Il Comune di Carmagnola rinnova per altri tre anni le convenzioni con le sei scuole dell’infanzia paritarie cittadine, garantendo così la continuità del sostegno economico a un servizio ritenuto fondamentale per il territorio.
La Giunta comunale ha infatti approvato il prolungamento degli accordi fino al 31 agosto 2029. Le strutture interessate sono Madre Lidia Avalle, Novaresio, Santi Michele e Grato, Stella Mattutina, Umberto I e Fratelli Vergano.

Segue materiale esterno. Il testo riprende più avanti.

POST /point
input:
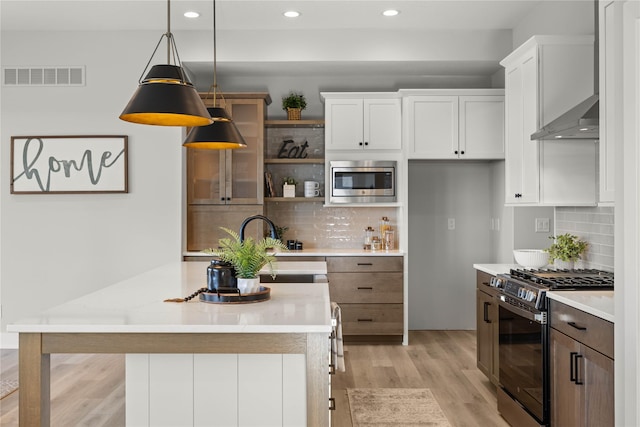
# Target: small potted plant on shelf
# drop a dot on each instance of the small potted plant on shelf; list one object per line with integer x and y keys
{"x": 567, "y": 249}
{"x": 293, "y": 104}
{"x": 247, "y": 257}
{"x": 288, "y": 187}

Resta invariato il contributo comunale, fissato in 750 euro per ogni bambino iscritto e frequentante, finanziato in parte attraverso il contributo annuale della Regione Piemonte previsto dalla legge regionale 28/2007 e per la quota restante con risorse del bilancio comunale.

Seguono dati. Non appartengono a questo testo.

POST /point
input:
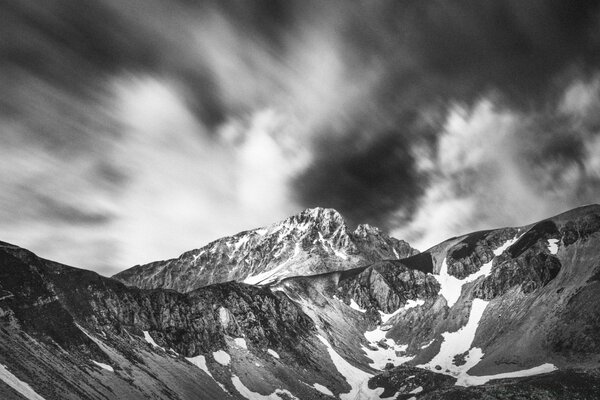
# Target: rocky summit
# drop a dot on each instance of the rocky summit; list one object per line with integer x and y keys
{"x": 316, "y": 240}
{"x": 309, "y": 309}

Le convenzioni disciplinano i rapporti tra il Comune e gli enti gestori delle scuole, che si impegnano ad accogliere i bambini senza discriminazioni, favorendo l’inclusione degli alunni con disabilità o in situazioni di svantaggio, nel rispetto dell’autonomia educativa e della libera scelta delle famiglie.
Tra gli obblighi previsti figurano inoltre il mantenimento degli standard qualitativi del servizio, l’impiego di personale qualificato, la trasparenza nella gestione economica attraverso la pubblicazione dei bilanci e la presentazione annuale di un rendiconto sull’utilizzo dei contributi ricevuti.
La Giunta comunale sottolinea che «con il rinnovo delle convenzioni confermiamo il sostegno alle scuole dell’infanzia paritarie, realtà che svolgono un ruolo fondamentale nell’offerta educativa cittadina e rappresentano un servizio prezioso per le famiglie di Carmagnola».